A proposito di letteratura, un medico deve giudicare un paziente per trovare una cura, mentre un autore è meglio che non giudichi i personaggi. Come gestisce questa conflittualità?

«In realtà cerchiamo di non giudicare i pazienti. Dobbiamo curare gli esseri umani in tutte le loro varianti. Il medico deve controllare anche il proprio battito. Se un paziente ti fa infuriare devi calmarti. Il medico canadese William Osler diceva: “Non è importante quale malattia ha questo paziente, ma quale paziente ha questa malattia”».

Lei ricorda spesso la differenza tra guarire e curare…

«Nella medicina occidentale ci concentriamo molto sul curare dimenticando l’importanza di guarire il trauma della malattia. Immaginate di tornare a casa e scoprire che vi hanno rubato i soldi e computer. Avrete uno stress percepibile per il furto ed uno emotivo per la violazione della sacralità della casa. Se la polizia arresta il ladro e vi riporta la refurtiva sarete curati. Ma non guariti dal trauma. Se vi fratturate il radio della mano diagnosi e cura sono semplici, ma una parte si chiede: perché io? Perché adesso? Perché la mano destra? La medicina occidentale è ottima a curare la parte fisica, ma ha quasi ignorato la parte spirituale».

Perché invece di riconoscere quante vite sono state salvate dalla razionalità, la pandemia ha rinfocolato dei dubbi nei confronti della scienza?

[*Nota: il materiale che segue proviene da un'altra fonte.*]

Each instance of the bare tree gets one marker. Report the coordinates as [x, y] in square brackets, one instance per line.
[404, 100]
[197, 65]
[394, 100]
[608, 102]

«Abbiamo commesso l’errore di credere che se avessimo risolto il puzzle scientifico tutti avrebbero fatto quanto indicato. All’inizio c’erano così tante incognite e raccomandazioni diverse. Qui in America abbiamo perso terreno perché a volte il governo ha contrastato gli scienziati. Penso che i nostri leader dovrebbero leggere La Peste di Camus. Quanto accaduto con il Covid era già lì, gli stessi dubbiosi, gli stessi approfittatori, quelli che volevano aiutare, quelli che sono fuggiti. Di nuovo, ci vuole più letteratura».

Alcuni hanno visto i medici come eroi, altri come i “cattivi”. Come riportare all’antico rispetto per il medico?

«Domanda difficile. Il medico italiano Fabrizio Benedetti ha usato l’espressione “placebo senza il placebo” dimostrando che il tono di voce, il luogo dove incontri il paziente, come ti presenti, nel mio caso con i capelli grigi, il grembiule bianco e la cravatta, contribuiscono alla guarigione. Nella medicina occidentale dobbiamo prestare più attenzione non solo a ciò che viene somministrato ma anche a “come” viene somministrato».